An animal's life might end in the slaughterhouse and a human's in a graveyard. That's the way the cookie crumbles. We make decisions based on a lot of things, convenience included. We decide the purpose of cattle while the rules are looser for people. There is no objective spiritual price for the animal industry; it's just a matter of opinions, and "enormous" feelings. Feelings, experiences, qualia don't operate on a measurable level so it doesn't matter.
Nothing here provides any rationale, or metric, or basis for morality at all.
The first half of this paragraph boils down to "that's the way it is", which is a complete non-argument. Yes, I know it is. Are we supposed to base our morality around how stuff currently is? War currently happens, so war must be morally fine! Let's start more wars!
In the second half, you're saying that because there's no objective spiritual "price", we should be able to do whatever the fuck we want. Uhrm,
no morality is objective. There's no "objective spiritual price" to the murder of a human being, either. But a reasonable, functional, moral person should be able to come up with a coherent moral philosophy nonetheless.
The emergent properties, higher cognitive functions that humans develop, are the basis for a hierarchy among species. Therefore we are above animals at any point in time. The past and the future included.
So, you're basing it on intelligence, then. But you also seem to have bizarrely concluded that the
potential for future intelligence is more important than
current intelligence. Let's see how far that logic takes you: a human egg & sperm have the potential to develop into a being with these "higher cognitive functions". Are we now in Monty Python "every sperm is sacred" territory, then?
I don't believe non-realised potential should somehow be deserving of greater protection than actual, current intelligence. I think that's kind of grotesque.
On a side-note, these cognitive functions are hardly a binary. Animals do have sophisticated cognitive functions, just not as highly developed as (most) humans. Animals can use tools, they can grieve, they can remember over the course of decades, they can form complex social structures, they can form long-term committed loving bonds.
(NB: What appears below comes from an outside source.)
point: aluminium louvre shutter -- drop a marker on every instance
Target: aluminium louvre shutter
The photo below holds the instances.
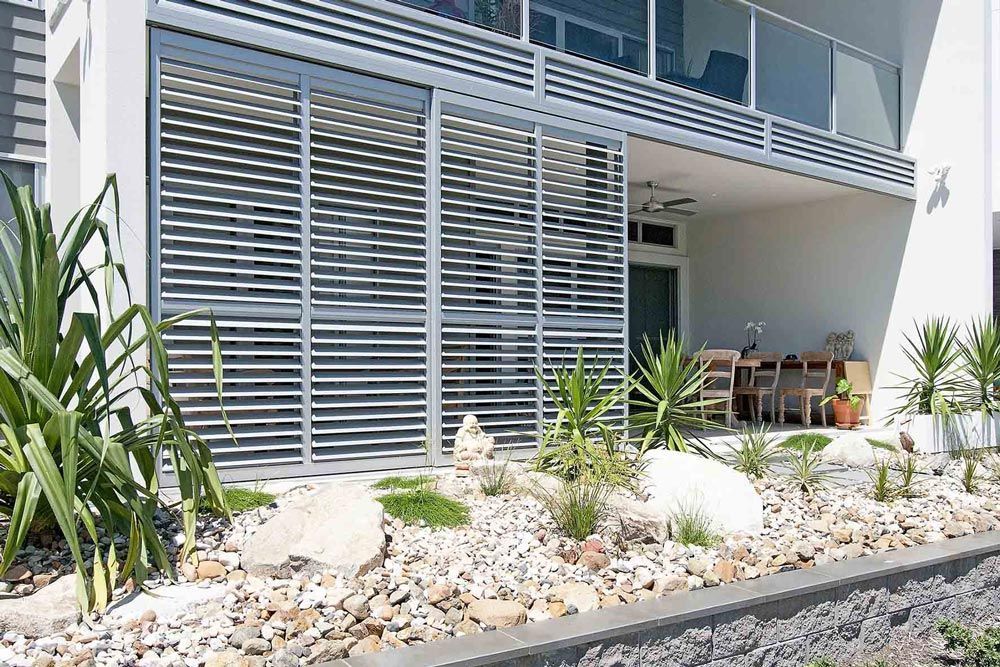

And yet you seem to believe that the gulf between us and other animals is so great that despite all of these clear cognitive abilities, our mere
momentary convenience is more worthy than their lives?
Your moral system isn't valuing cognitive functions at all. That's a window-dressing rationalisation.
I wish people would consider abortion neutral. Who knows, maybe I'm the only one? Logistically I think it can be neutral (Done early enough there should be no long term health effects and what have you. edit: Like against any "if you're not having this one you can kiss your fertility good-bye").
Yet you've outlined a moral system above which would convey enormous value onto "potential", which seems clearly at odds with the idea that it's "neutral".